Nonhierarchical methods (partitioning methods) divide the data set of N objects into M clusters, where no overlap is allowed. Since discovering the optimal grouping of N objects into M sets is Combinations(n|M)=N!/((N-M)!M!) is impossible for large sets, so we use heuristics. Computational requirements are then usually O(NM)

Hierarchical methods produce a nested data set in which pairs of items or clusters are successively linked until every item in the data set is connected. The agglomerative method performs in N - 1 pairwise joins beginning from an unclustered dataset. A good resource on this is http://www-csli.stanford.edu/~schuetze/completelink.html

NonHierarchical Methods

Used in early research, but now considered obsolete.

single pass method

Assign the first document D1 as the representative for C1.
For Di, caclulate the similarity S with the representative for each existing cluster.
If Smax is greater than a threshold value Sr, add the item to the corresponding cluster and recaclulate teh cluster representative; otherwise, use Di to initiate a new cluster.
If an item Di remains to be clustered, return to step 2.

Reallocation Methods

Select M cluster representatives or centroids
For i=1 to N, assign Di to the most similar centroid
For j=1 to M, recaclulate the cluster centroid Cj
Repeat 2-3 until there is little or no change in cluster membership during a pass through the file.

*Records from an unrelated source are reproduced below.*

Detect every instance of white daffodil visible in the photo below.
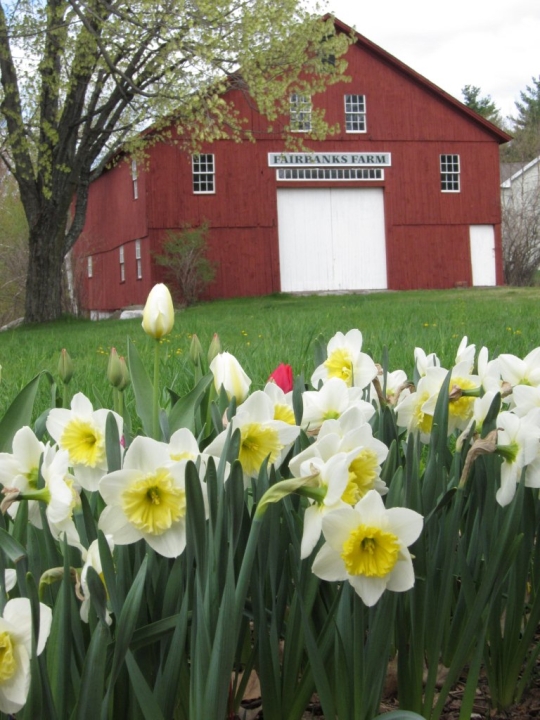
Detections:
[80,535,114,625]
[168,428,230,480]
[206,390,300,487]
[289,408,388,505]
[0,598,52,714]
[47,393,123,491]
[499,348,540,387]
[4,568,17,592]
[142,283,174,340]
[312,490,423,606]
[298,453,349,559]
[311,330,377,389]
[469,390,497,433]
[396,365,448,444]
[495,411,540,507]
[0,426,45,498]
[99,437,204,557]
[38,447,85,553]
[419,361,480,435]
[210,352,251,405]
[264,382,296,425]
[0,426,45,527]
[302,378,375,431]
[414,348,441,378]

== Hierarchical Cluster Methods HACMs==

The procedure is to start off with each object in its own cluster. We then start linking objects together using a link method (described below) until all the objects have been merged into a single heirarchically organized cluster.

Link Methods

Single Link: Joins the most similar pair of objects that are not yet in the same cluster
Complete Link: Uses the least similar pairs between two clusters to determine the intercluster similarity - this results in small tightly bound clusters.
Group Avaerage Link: Uses average values of pairwise links within a cluster to determine similarity.
Ward's Method: also known as the minimum variance method because it joins at each stage teh cluster pair whose merger minimizes the increase in the total within-group error sum of squares based on the Euclidean distance between centroids.

General Algorithm

Identify the two closest points and combine them in a cluster.
Identify and combine the next two closest points (treating existing clusters as points).
If more than one cluster remains, return to step 2.

Document Retrieval from a Clustered Data Set

This is what we are working for, SO THIS IS THE MOST IMPORTANT ISSUE! If we don't get good results here, whats the use!

Retrieval Approaches

Top Down: Start at the root and work your way down through the cluster hierarchy choosing the most similar sub-cluster until some criterion is met: Number of documents or similarity drops below a threshold value. Works well with the complete link method.
Bottom up: begins with some document or cluster at the base of the tree and moves up until the retrieval criterion has been met. This method gives the best results apart from the complete link method.